4e. Documentation and assumptions

  • Are new assumptions documented in comments? (e.g. "this field is always non-empty because X")
  • Are non-obvious algorithms or business rules explained?
  • Is the module-level documentation updated to reflect new capabilities?
  • Are API contracts (request/response shapes, error codes, status codes) documented?
  • If the change adds a new pattern or convention, is it explained for future contributors?
  • Are there TODO/FIXME/HACK comments that should be tracked as issues?

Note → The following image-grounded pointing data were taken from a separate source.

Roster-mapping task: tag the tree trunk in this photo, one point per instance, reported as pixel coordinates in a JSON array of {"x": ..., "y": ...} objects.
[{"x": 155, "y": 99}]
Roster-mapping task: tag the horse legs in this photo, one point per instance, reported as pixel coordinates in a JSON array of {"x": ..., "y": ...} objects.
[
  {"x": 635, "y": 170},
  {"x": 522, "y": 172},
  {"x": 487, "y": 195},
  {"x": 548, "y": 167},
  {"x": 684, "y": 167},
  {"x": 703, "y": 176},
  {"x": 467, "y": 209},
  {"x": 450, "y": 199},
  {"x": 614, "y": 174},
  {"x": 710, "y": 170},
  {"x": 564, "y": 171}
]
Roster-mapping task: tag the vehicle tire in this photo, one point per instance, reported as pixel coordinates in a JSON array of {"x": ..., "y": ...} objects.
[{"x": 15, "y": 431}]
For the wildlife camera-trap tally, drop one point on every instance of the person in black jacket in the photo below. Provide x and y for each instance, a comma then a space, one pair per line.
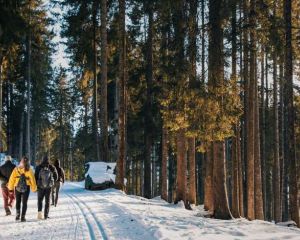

4f. Architectural concerns

  • Does this change follow existing patterns in the codebase, or does it introduce a new one without justification?
  • Are there unnecessary abstractions or premature generalizations?
  • Is there duplicated logic that should be extracted?
  • Are dependencies between modules clean, or does this create circular/tight coupling?
  • Will this change make future work harder?

Step 5: Present findings

Summarize findings to the user as a table:

# Severity Category File:Line Finding Suggested Fix

Severity levels:

  • Critical: Security vulnerability, data loss, or financial exploit
  • High: Bug that will cause incorrect behavior in production
  • Medium: Robustness issue, missing validation, or incomplete error handling
  • Low: Style, naming, documentation, or minor improvement
  • Nit: Optional suggestion, take-it-or-leave-it

Ask the user which findings to post as PR comments. Default: all Critical, High, and Medium.

Step 6: Post comments on GitHub

For each approved finding, post a review comment on the PR at the specific file and line:

gh api repos/{owner}/{repo}/pulls/{number}/comments \
  -f body="..." \
  -f path="..." \
  -f commit_id="..." \
  -F line=... \
  -f side="RIGHT"

For findings that span multiple locations or are architectural, post as a regular PR comment:

gh pr comment {number} --body "..."

Format each comment clearly:

  • Severity tag (e.g. **High Severity**)
  • One-line summary
  • Detailed explanation of the issue
  • Concrete suggestion for the fix (with code if possible)

Rules

  • Read every changed file in full before writing a single finding. Context matters.
  • Never post a comment about code you haven't actually read. Verify line numbers against the actual file.
  • Be specific. "This might have issues" is useless. "Line 42 returns 404 but should return 400 because X" is useful.
  • Distinguish between "this IS a bug" and "this COULD be a bug if X". Be honest about certainty.
  • Don't nitpick formatting or style unless it causes actual confusion. Focus on substance.
  • If the code is good and you find nothing, say so. Don't invent problems to look thorough.
  • Respect the project's CLAUDE.md privacy rules: never include customer data, secrets, or PII in comments.
  • When in doubt about severity, round up. It's cheaper to dismiss a false alarm than to miss a real bug.